As dinâmicas de festa são imprevisíveis e, pouco depois, eu acabei próximo a Leandro, num canto da festa. “Curioso o nome que deram para essa doença, né?”, tentei ser simpático. “Como assim?”, ele saiu dos próprios pensamentos no meio da frase. “Ah, é uma sigla. Achei bem a cara do nosso tempo, em que as pessoas riem escrevendo LOL, hahahaha ou rs.” Ele pareceu se interessar e se aproximou, mas parou a tempo de assegurar a distância. “Será que daria para fazer um estudo sobre os nomes das doenças e o que elas representam às suas épocas?”, ele disse se empolgando, “‘Peste negra’ é um nome bem dramático, digno de uma época em que as pessoas morriam de amor, lutavam por honra, respeitavam reis e o papa.” Sorri e tentei contribuir: “Influenza deve ter alguma coisa a ver com as navegações espanholas.” Ele catou o celular e me corrigiu: “Na verdade, vem do italiano, e, por sua vez, do latim. Foi usada pela primeira vez por um médico italiano para reforçar a relação astrológica com os estados de espírito e as doenças.” “Que loucura!” “Quer dizer que você não acredita em astrologia?” “Você acredita?” “Claro que não! Mas achei curioso você não acreditar. Hoje em dia, todo mundo acredita.” “Eu só acredito profissionalmente: tenho que me manter antenado no que as pessoas gostam, querem, precisam...” “Publicitários...” “Alguém tem que vender aquilo que ninguém compraria caso ninguém vendesse!” Os dois rimos e percebemos que estávamos muito mais próximos que a distância segura apregoava. Na verdade, estávamos nos encostando. Ficamos um pouco sérios, o que no caso do Leandro ressaltava ainda mais seu maxilar quadrado e o queixo pontudo, uma versão com acabamento pouco delicado do super-homem dos quadrinhos.

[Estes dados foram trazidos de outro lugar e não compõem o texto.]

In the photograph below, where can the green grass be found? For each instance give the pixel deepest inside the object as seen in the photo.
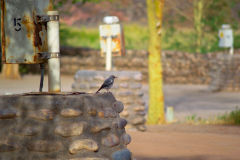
(232, 118)
(136, 37)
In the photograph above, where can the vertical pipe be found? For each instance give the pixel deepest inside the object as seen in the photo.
(109, 54)
(54, 81)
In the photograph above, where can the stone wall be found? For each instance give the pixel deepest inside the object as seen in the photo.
(127, 88)
(62, 127)
(178, 67)
(225, 73)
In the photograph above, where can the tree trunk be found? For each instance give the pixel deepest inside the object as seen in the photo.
(156, 100)
(11, 71)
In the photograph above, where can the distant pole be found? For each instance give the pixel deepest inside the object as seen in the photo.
(54, 81)
(109, 54)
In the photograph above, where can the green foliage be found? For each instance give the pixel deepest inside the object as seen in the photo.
(231, 118)
(136, 37)
(218, 12)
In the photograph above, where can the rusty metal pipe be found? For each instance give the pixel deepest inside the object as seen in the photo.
(54, 77)
(42, 68)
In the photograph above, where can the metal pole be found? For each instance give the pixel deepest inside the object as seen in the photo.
(231, 50)
(109, 54)
(54, 77)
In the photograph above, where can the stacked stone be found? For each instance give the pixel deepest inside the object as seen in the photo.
(225, 73)
(127, 88)
(62, 127)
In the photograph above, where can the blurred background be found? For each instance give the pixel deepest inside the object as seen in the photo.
(180, 23)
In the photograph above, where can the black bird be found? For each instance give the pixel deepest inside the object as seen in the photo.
(108, 83)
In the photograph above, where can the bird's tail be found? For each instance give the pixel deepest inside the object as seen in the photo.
(99, 90)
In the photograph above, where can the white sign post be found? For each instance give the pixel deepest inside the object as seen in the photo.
(226, 38)
(111, 40)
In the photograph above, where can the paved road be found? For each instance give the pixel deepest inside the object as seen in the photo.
(170, 142)
(187, 100)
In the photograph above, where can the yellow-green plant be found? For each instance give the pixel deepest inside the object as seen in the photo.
(156, 100)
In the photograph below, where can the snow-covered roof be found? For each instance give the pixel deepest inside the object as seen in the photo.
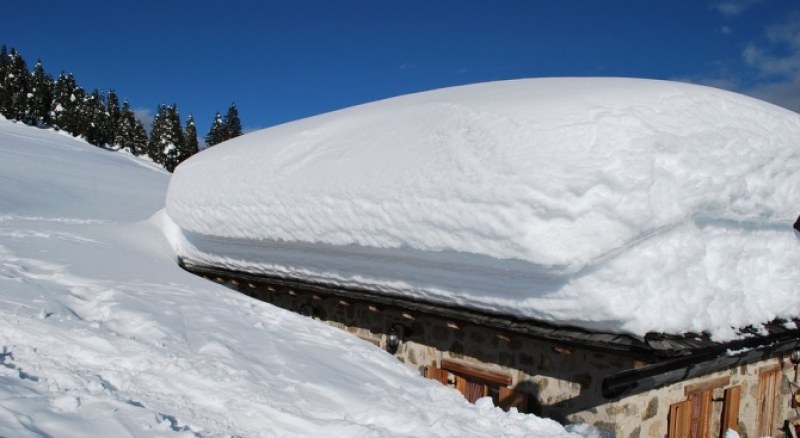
(102, 334)
(620, 205)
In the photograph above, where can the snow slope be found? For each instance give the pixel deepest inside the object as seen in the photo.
(619, 205)
(102, 334)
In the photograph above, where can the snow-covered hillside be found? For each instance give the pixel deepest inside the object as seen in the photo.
(101, 334)
(612, 204)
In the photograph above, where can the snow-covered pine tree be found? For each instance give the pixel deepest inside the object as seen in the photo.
(67, 99)
(3, 73)
(123, 129)
(233, 126)
(157, 134)
(114, 115)
(216, 134)
(166, 138)
(17, 85)
(96, 123)
(139, 142)
(38, 111)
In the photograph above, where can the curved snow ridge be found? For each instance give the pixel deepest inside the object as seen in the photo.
(550, 171)
(622, 205)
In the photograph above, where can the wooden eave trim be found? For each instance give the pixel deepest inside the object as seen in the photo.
(476, 373)
(718, 382)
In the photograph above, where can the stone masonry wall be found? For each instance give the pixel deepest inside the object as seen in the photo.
(562, 382)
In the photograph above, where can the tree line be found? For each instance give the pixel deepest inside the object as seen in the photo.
(33, 97)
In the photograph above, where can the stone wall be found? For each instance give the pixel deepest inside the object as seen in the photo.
(561, 382)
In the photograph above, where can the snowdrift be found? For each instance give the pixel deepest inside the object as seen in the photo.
(102, 334)
(618, 205)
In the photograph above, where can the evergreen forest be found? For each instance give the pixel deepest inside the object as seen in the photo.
(35, 98)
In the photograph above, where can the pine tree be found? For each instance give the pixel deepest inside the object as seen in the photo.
(233, 126)
(3, 75)
(166, 139)
(66, 107)
(190, 134)
(17, 86)
(114, 115)
(216, 134)
(95, 120)
(139, 140)
(38, 110)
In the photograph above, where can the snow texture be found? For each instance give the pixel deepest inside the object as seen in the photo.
(102, 334)
(618, 205)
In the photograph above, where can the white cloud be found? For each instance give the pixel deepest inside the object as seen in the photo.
(145, 116)
(780, 56)
(777, 64)
(732, 8)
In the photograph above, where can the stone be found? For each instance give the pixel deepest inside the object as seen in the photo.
(477, 336)
(657, 429)
(585, 379)
(652, 409)
(440, 334)
(412, 357)
(505, 359)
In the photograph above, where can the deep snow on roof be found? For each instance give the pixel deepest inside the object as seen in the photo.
(102, 334)
(619, 205)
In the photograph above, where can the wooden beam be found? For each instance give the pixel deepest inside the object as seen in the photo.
(718, 382)
(476, 373)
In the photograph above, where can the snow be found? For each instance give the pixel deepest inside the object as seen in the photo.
(102, 334)
(619, 205)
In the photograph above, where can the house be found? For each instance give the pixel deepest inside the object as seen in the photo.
(609, 251)
(659, 386)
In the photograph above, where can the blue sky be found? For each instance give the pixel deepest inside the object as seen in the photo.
(284, 60)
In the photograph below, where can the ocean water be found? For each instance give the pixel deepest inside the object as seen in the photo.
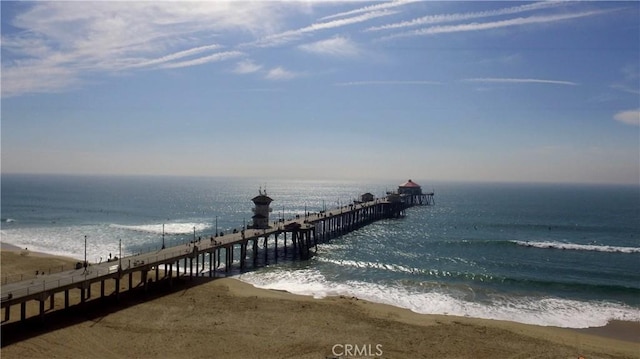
(545, 254)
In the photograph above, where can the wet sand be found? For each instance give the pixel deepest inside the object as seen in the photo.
(227, 318)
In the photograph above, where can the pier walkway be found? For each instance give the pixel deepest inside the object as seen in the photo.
(303, 232)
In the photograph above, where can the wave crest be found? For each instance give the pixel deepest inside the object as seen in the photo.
(579, 247)
(169, 228)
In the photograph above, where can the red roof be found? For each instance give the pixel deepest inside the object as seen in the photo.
(410, 183)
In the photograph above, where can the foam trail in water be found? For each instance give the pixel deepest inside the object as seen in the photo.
(169, 228)
(580, 247)
(528, 310)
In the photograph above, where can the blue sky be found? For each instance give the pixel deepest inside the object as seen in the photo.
(487, 91)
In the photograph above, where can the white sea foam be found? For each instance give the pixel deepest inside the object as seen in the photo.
(68, 241)
(580, 247)
(169, 228)
(538, 311)
(360, 264)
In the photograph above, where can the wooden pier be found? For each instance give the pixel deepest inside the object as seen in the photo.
(300, 236)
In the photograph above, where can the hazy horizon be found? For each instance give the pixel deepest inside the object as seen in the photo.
(537, 92)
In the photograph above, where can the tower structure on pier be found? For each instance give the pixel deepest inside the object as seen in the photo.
(411, 193)
(261, 210)
(410, 188)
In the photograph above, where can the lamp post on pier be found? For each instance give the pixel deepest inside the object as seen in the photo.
(163, 236)
(84, 264)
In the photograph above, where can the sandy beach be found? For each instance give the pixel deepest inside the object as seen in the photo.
(227, 318)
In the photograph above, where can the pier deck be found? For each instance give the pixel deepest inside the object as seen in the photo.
(305, 231)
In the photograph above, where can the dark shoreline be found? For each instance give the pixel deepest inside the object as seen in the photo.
(616, 329)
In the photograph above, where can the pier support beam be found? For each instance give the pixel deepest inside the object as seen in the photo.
(23, 311)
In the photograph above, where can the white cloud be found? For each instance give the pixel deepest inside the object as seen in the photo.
(337, 46)
(292, 35)
(177, 55)
(65, 42)
(361, 10)
(279, 73)
(393, 83)
(221, 56)
(631, 117)
(517, 80)
(246, 67)
(435, 19)
(520, 21)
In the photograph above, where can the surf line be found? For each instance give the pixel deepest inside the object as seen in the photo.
(305, 232)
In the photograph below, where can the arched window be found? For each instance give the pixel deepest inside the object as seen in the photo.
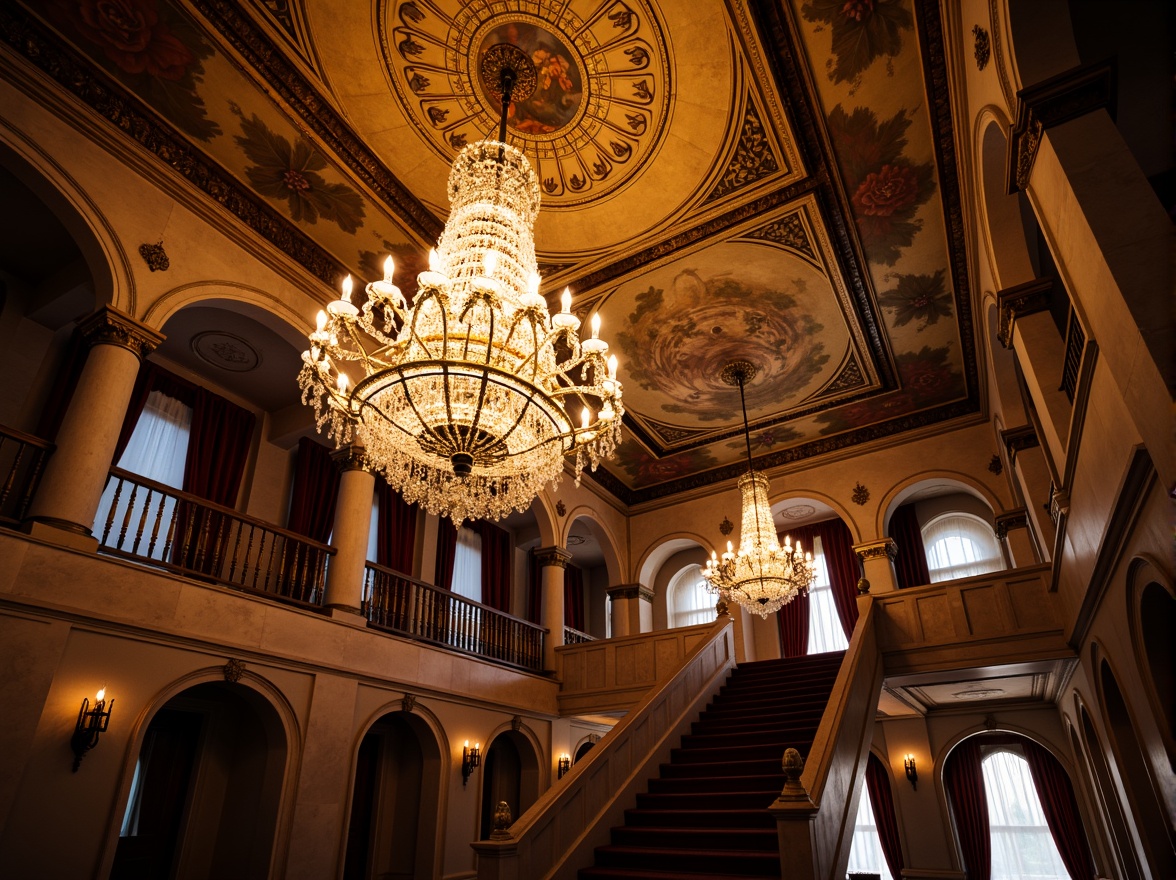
(1022, 846)
(826, 632)
(960, 545)
(689, 600)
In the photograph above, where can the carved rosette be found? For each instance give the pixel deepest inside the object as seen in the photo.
(108, 326)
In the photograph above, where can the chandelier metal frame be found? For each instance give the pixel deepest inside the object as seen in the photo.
(762, 575)
(462, 399)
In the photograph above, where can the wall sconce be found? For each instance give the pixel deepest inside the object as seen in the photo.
(91, 725)
(908, 764)
(469, 760)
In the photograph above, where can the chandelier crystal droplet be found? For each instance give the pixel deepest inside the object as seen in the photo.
(469, 398)
(762, 575)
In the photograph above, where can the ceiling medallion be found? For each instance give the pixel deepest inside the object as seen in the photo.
(226, 351)
(761, 575)
(468, 399)
(602, 85)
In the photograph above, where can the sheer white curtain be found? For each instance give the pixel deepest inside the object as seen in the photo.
(158, 450)
(826, 633)
(467, 565)
(960, 545)
(866, 850)
(1022, 846)
(689, 600)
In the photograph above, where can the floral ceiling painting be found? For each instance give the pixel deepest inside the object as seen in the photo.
(768, 181)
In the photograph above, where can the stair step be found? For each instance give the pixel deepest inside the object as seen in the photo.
(721, 785)
(748, 839)
(728, 861)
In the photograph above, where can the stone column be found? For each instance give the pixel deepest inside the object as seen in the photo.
(1015, 538)
(877, 566)
(77, 473)
(353, 520)
(553, 561)
(633, 610)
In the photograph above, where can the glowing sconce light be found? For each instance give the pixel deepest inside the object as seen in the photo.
(908, 764)
(470, 758)
(91, 725)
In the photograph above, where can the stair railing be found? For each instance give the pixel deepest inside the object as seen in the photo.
(559, 833)
(815, 813)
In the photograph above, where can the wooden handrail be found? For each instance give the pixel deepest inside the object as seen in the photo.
(403, 605)
(191, 535)
(20, 471)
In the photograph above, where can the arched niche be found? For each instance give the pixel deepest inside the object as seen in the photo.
(206, 787)
(395, 801)
(512, 772)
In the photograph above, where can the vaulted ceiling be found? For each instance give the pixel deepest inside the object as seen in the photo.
(773, 181)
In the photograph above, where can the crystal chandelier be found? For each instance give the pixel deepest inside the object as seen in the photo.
(469, 398)
(762, 575)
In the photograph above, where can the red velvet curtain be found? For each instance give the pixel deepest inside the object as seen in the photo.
(877, 784)
(314, 493)
(496, 552)
(395, 539)
(573, 598)
(837, 545)
(447, 552)
(1061, 810)
(910, 565)
(964, 782)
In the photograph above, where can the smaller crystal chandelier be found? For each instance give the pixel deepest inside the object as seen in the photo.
(469, 398)
(762, 575)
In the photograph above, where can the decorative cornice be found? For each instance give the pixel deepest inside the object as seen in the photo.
(315, 111)
(630, 591)
(1017, 439)
(1008, 520)
(555, 557)
(351, 458)
(111, 101)
(883, 548)
(1058, 99)
(108, 326)
(1020, 301)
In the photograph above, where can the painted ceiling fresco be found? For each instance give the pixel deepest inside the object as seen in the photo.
(762, 180)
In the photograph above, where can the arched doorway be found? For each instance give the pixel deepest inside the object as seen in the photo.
(206, 791)
(509, 773)
(392, 833)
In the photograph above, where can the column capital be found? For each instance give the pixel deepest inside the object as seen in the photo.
(108, 326)
(555, 557)
(883, 548)
(1008, 520)
(630, 591)
(351, 458)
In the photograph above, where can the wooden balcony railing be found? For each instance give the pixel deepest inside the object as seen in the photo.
(576, 637)
(22, 459)
(147, 521)
(406, 606)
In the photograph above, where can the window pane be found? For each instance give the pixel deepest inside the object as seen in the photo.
(1022, 846)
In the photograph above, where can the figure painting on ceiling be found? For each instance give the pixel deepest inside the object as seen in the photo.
(560, 88)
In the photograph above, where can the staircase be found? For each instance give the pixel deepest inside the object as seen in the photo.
(705, 818)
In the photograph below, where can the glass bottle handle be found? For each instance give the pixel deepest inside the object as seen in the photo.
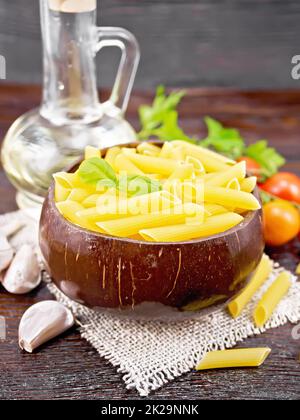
(126, 41)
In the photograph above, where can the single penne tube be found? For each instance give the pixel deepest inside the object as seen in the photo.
(130, 226)
(198, 166)
(261, 274)
(236, 358)
(93, 199)
(234, 185)
(248, 184)
(166, 150)
(230, 198)
(91, 152)
(124, 164)
(61, 193)
(237, 171)
(111, 155)
(78, 194)
(148, 149)
(197, 151)
(128, 150)
(156, 165)
(185, 232)
(272, 298)
(214, 209)
(182, 172)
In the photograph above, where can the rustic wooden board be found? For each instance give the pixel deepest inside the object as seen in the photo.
(68, 367)
(242, 43)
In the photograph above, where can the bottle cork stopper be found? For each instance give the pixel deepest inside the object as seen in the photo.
(73, 6)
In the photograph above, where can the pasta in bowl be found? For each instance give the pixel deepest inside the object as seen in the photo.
(171, 225)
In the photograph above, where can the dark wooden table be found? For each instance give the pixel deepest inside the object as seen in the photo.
(70, 368)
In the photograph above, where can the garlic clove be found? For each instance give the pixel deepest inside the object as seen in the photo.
(6, 253)
(42, 322)
(11, 228)
(23, 275)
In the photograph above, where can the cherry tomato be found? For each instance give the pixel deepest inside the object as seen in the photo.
(281, 222)
(284, 185)
(253, 168)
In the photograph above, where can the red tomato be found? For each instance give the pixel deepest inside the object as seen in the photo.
(253, 168)
(281, 222)
(284, 185)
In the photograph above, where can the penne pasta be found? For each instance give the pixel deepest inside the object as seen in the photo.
(237, 171)
(196, 151)
(198, 167)
(123, 164)
(149, 164)
(271, 299)
(132, 225)
(148, 149)
(236, 358)
(261, 274)
(111, 155)
(230, 198)
(186, 232)
(234, 185)
(248, 184)
(78, 194)
(214, 209)
(91, 151)
(61, 193)
(182, 172)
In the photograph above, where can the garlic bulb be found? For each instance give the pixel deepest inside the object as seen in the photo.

Naquele momento, alguma coisa aconteceu em mim e eu não sei bem explicar a razão. Talvez o gin, talvez a proibição da proximidade, talvez a minha separação estivesse batendo diferentemente. Eu fiz um carinho no rosto dele. Passei os dedos da minha mão pela testa, depois fronte, depois bochecha, maxilar e queixo. Ele deixou. Foi estranho. No momento em que eu o toquei, vários sentimentos me preencheram, muitas vezes conflitantes, mas ele mordeu mais forte e vi um músculo do rosto se retesar, aí olhei para o pescoço e percebi outro músculo que estava tenso, teso. “Vamos para o banheiro?” Tenho certeza de que não fui eu a convidar, mas ele também não tinha falado nada. Eu devo ter dito sem nem perceber – o gin estava fazendo mais efeito que eu poderia controlar.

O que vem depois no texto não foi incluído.